А вот здесь мы ужинали и болтали, изо рта разглагольствующего Шало летели хлебные крошки…
Здесь, у печки, мы складывали дрова и обрывали бересту на растопку.
Вот гнутый гвоздь в стене, покрытый ржавчиной, словно рыжеватой вздыбленной шерстью, смотрит, как прежде, прищуренным карим глазом обломанной шляпки. На него Дед вешал штаны и куртку. Сейчас их нет.
В курятнике брали яйца, задавали корм пеструшкам, а теперь тут только горстки перьев и пятна засохшего помёта на полу и насесте.
И постели наши на прежних местах, рядом. Мы шептались по полночи о событиях минувшего дня и о планируемых проказах.
Я так и прожил все 28 дней, встречая поезда, но Шало не появился.
Я не подходил близко к чужим домам, редко покидал собственный, без Шало делать в деревне оказалось абсолютно нечего. Я обошёл все места, где мы были вместе, подковырнул снег на сожжённом участке поля — снег с изнанки был чёрен. Значит — не сон. Значит — взаправду был учинённый нами пожар. Всё было. И больше никогда не будет. Не солгал проводник. Но до чего же страшная правда — никто и никогда не встречается в Таймере дважды!
Деда и Шало я больше не увижу.
В день перед отъездом я вышел на озёрный лёд. Лодка, примороженная к берегу, не шелохнулась, когда я ступил на плоское днище. Вёсла не двинулись в уключинах.
«Как отдыхающий, раскинувший руки на песчаном пляже, — подумалось мне, — да так и умерший, не заметив прихода стужи».
Я представил, что мы снова на середине озера, вспомнил, как тонул тогда и как друг спас меня.
Я побежал. Побежал, зачерпывая снег взятыми из Дедова дома галошами к тому памятному месту. Я играл сам с собой: снова тону и снова зову Шало, и снова — солнце над головой и я лежу, упершись коленом в деревянную лавку, чувствуя во рту рыбный привкус напоившей меня с лихвой озёрной воды. Всё воочию, всё, как тогда.
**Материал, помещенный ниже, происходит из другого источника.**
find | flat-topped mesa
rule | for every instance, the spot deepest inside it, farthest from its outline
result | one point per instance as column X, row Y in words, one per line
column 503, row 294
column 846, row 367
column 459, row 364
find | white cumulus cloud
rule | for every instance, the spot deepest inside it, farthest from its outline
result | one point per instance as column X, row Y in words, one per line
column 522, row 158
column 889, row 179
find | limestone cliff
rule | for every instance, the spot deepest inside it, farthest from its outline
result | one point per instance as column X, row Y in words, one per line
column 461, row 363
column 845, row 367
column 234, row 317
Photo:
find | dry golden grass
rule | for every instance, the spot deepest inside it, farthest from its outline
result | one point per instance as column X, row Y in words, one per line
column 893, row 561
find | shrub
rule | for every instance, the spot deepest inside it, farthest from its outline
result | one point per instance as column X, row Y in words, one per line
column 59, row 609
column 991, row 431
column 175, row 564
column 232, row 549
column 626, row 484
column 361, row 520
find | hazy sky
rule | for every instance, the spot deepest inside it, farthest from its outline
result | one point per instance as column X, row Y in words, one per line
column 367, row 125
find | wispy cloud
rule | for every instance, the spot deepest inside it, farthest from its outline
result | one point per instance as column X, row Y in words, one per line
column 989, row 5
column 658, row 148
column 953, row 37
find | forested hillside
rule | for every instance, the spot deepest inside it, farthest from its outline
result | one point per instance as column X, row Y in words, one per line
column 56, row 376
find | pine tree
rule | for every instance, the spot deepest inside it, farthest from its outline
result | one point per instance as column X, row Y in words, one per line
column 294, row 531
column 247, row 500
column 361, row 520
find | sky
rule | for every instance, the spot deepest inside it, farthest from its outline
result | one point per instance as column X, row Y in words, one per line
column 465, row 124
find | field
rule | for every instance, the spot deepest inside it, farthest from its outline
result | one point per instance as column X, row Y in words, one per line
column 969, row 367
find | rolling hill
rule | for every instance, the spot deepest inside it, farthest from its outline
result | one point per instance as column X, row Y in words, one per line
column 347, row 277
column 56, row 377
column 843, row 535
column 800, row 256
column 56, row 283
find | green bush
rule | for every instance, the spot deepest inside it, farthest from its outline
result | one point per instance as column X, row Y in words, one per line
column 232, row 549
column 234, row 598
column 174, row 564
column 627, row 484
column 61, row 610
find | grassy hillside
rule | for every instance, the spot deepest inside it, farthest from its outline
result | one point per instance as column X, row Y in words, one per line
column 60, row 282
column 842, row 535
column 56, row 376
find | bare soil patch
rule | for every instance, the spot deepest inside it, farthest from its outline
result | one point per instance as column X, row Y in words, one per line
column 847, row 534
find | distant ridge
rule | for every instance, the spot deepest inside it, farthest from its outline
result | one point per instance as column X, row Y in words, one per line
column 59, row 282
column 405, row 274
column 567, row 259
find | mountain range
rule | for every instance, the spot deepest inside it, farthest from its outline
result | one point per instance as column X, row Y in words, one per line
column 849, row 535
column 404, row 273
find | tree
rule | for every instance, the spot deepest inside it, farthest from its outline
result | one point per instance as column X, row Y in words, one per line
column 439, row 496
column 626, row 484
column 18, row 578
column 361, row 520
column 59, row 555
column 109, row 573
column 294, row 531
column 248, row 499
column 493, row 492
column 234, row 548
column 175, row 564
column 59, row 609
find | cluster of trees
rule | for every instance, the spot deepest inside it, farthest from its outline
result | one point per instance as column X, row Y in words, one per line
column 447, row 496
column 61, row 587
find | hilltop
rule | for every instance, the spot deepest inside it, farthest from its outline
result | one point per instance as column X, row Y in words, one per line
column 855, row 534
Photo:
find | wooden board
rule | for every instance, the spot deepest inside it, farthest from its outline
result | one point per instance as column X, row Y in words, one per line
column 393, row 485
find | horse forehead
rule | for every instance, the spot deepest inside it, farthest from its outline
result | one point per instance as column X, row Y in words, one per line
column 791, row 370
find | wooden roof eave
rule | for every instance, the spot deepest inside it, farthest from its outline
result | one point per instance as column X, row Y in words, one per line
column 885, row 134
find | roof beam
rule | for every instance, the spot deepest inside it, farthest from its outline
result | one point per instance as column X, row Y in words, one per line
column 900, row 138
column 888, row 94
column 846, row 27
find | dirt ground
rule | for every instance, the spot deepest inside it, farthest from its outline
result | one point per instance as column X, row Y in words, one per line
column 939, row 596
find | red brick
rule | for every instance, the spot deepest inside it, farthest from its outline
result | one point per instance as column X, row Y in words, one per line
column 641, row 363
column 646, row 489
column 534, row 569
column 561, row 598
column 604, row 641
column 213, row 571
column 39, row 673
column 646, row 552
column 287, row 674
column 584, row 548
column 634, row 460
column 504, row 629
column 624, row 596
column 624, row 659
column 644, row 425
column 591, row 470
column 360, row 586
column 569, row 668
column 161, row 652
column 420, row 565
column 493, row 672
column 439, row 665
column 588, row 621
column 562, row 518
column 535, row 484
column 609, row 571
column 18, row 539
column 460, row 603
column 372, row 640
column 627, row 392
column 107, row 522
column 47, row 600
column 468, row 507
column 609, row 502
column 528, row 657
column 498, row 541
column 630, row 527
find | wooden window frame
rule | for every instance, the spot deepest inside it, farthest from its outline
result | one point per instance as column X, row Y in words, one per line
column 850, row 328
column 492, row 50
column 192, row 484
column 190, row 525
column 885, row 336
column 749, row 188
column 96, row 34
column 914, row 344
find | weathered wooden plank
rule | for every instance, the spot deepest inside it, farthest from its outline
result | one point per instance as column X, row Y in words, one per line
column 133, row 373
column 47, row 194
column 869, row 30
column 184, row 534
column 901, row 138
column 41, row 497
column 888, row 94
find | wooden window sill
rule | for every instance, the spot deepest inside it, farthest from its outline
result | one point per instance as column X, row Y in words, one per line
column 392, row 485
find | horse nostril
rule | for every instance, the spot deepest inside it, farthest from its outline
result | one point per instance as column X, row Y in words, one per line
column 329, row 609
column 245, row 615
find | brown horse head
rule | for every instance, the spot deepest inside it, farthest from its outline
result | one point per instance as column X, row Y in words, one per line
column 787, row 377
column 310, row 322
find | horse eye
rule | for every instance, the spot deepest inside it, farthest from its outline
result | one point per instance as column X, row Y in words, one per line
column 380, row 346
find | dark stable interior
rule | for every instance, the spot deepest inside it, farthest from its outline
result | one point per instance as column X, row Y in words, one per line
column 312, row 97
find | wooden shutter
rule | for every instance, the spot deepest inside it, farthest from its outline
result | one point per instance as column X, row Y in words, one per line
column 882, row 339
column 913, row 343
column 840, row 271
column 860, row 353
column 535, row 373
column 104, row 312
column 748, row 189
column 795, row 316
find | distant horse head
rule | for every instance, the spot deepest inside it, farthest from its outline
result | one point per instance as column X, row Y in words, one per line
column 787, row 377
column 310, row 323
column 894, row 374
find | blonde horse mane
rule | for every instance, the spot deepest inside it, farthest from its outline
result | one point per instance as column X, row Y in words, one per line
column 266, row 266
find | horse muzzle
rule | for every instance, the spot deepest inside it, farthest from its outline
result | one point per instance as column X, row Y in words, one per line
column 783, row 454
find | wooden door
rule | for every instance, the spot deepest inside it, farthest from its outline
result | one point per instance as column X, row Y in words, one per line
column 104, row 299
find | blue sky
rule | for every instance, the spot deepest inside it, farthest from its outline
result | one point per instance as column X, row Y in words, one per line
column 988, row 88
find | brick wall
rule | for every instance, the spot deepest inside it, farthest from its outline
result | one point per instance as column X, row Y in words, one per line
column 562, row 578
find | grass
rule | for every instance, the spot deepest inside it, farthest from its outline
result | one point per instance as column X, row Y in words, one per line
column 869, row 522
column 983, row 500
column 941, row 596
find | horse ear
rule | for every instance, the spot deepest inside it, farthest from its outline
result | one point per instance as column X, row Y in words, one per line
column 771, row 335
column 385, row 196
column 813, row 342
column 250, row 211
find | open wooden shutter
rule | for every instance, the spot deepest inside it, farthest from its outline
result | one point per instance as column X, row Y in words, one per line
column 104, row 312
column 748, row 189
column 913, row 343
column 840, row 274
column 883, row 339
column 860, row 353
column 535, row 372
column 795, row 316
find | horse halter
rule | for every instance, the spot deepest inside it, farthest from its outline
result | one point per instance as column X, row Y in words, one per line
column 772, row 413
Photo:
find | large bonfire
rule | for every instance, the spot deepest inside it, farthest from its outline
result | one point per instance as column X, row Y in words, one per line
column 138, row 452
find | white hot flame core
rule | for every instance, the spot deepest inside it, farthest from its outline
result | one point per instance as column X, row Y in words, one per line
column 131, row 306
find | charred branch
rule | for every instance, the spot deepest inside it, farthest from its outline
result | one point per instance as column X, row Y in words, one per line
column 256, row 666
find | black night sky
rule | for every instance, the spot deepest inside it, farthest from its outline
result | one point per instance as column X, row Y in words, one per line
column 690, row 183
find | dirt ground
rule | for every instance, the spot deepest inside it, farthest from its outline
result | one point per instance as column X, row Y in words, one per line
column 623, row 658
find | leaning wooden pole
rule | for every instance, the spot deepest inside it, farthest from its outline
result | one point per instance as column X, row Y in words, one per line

И вдруг лёд подо мной проломился. Я ухнул в полынью. Тело свело ледяной судорогой, казалось, что от меня отъедают куски рыбки-молчанки и делают это с выворотом, с пристрастием, стремясь изничтожить каждую мою мышцу, изгрызть или исколоть своими чудовищными плавниками. Дыхание прервалось, а сердце трепыхалось, готовое остановиться. Ещё чуть-чуть и сознание угаснет. Всё кончится здесь, и никто не узнает, что подлёдный мир получил безропотную жертву.
— Шало, — сдавленно прошептал я, чувствуя, что коченею в ледяной воде.
«Нет никакого Шало! Нет больше Шало! Есть ты и только ты! И никто, кроме тебя, не поможет! Борись! Борись!» — метались в голове мысли.
Неимоверным усилием я выдернул себя из воды, подтянулся, как на бортике бассейна, на краю проруби — лёд крошился и трещал под руками, но выдержал. Ползком, в мокрой стынущей одежде я добрался до берега. В прогретом за 28 дней доме я заиндевевшими пальцами я стянул отвердевшие на морозе тряпки, накипятил чаю, укутался в одеяла и всё же, когда репродуктор на станции выкрикнул моё имя, призывая на посадку, меня бил озноб.
«Не идти, не ехать… А что будет-то?», — скользнула мысль и тут же ухнула куда-то, словно скатилась по горе: наверное внутри меня всё тоже обледенело. Мозг, страшащийся и собственного неповиновения и неведомого наказания, заставил меня встать и дойти до вагона.
Не знаю, сколько я пробыл в бреду и сумасшедшем жаре. Я метался, кричал во сне, видел огненные картины и сам пылал. Мне мерещилось деревенское поле, столбы пламени выше человеческого роста, охваченная бедствием сухая трава, коптящая едким чёрным дымом, мерцающее зарево рассвета. Рассвет? Значит — не смогли, не потушили, не справились… А где Шало? Силы на исходе — меня поглощает пот, жар, усталость и бесконечное пламя.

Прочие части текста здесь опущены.